This will: 1. Download the file to the downloads directory 2. Calculate its MD5 hash 3. Detect the file type 4. Create pre-filled metadata 5. Automatically start the interactive annotation process

Command Options

The get command supports the following option:

biotope get [OPTIONS] URL

Available Options

  • --output-dir, -o: Specify a custom directory for downloaded files
    biotope get https://example.com/data/file.txt --output-dir /path/to/dir
    

Automatic Metadata Generation

When downloading a file, the get command automatically generates initial metadata in Croissant ML format. This includes:

  • File identification (name, path, MD5 hash)
  • File type detection
  • Source URL
  • Creator information
  • Creation date
  • Basic record set structure

The generated metadata follows the schema.org and Croissant ML standards, making it compatible with the rest of the Biotope ecosystem.

Example Generated Metadata

{
    "name": "Dataset_file.txt",
    "description": "Dataset containing file downloaded from https://example.com/data/file.txt",
    "url": "https://example.com/data/file.txt",
    "creator": {
        "@type": "Person",
        "name": "username"
    },
    "dateCreated": "2024-03-21",
    "distribution": [
        {
            "@type": "sc:FileObject",
            "@id": "file_md5hash",
            "name": "file.txt",
            "contentUrl": "https://example.com/data/file.txt",
            "encodingFormat": "text/plain",
            "sha256": "md5hash"
        }
    ]
}

Interactive Annotation

After downloading, the command automatically starts the interactive annotation process.

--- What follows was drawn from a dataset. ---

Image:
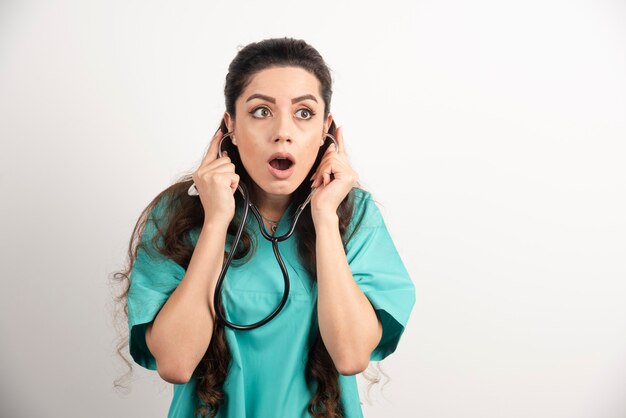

You can:

  1. Review and modify the pre-filled metadata
  2. Add additional fields and record sets
  3. Specify access restrictions and legal obligations
  4. Add collaboration information

The interactive process follows the same workflow as the annotate command, but with pre-filled information to save time.

Error Handling

The command handles various error cases gracefully:

  • Download failures: Displays an error message and exits
  • Annotation failures: Shows the error and allows you to retry
  • Invalid URLs: Provides clear error messages
  • File system issues: Handles permission problems and disk space issues

Best Practices

  1. Use Meaningful URLs: When possible, use URLs that reflect the content or purpose of the file
  2. Organize Downloads: Use the --output-dir option to keep downloaded files organized
  3. Review Metadata: Always review the pre-filled metadata before saving

Examples

Download and Annotate a CSV File

biotope get https://example.com/data/expression.csv

Download to a Specific Directory

biotope get https://example.com/data/expression.csv --output-dir ./data/raw

Integration with Other Commands

The get command integrates well with other Biotope commands:

  • Use biotope annotate validate to validate the generated metadata
  • Use biotope read to read the downloaded and annotated files
  • Use biotope chat to ask questions about the downloaded data

Troubleshooting

Common Issues

  1. Download Fails
  2. Check your internet connection
  3. Verify the URL is accessible
  4. Ensure you have write permissions in the output directory

  5. Annotation Fails

  6. Check if the file is corrupted
  7. Verify you have sufficient disk space
  8. Ensure you have the required permissions

  9. Metadata Issues

  10. Use biotope annotate validate to check metadata validity
  11. Review the pre-filled metadata carefully
  12. Make sure all required fields are filled

Getting Help

For additional help, use:

biotope get --help

This will show all available options and usage examples.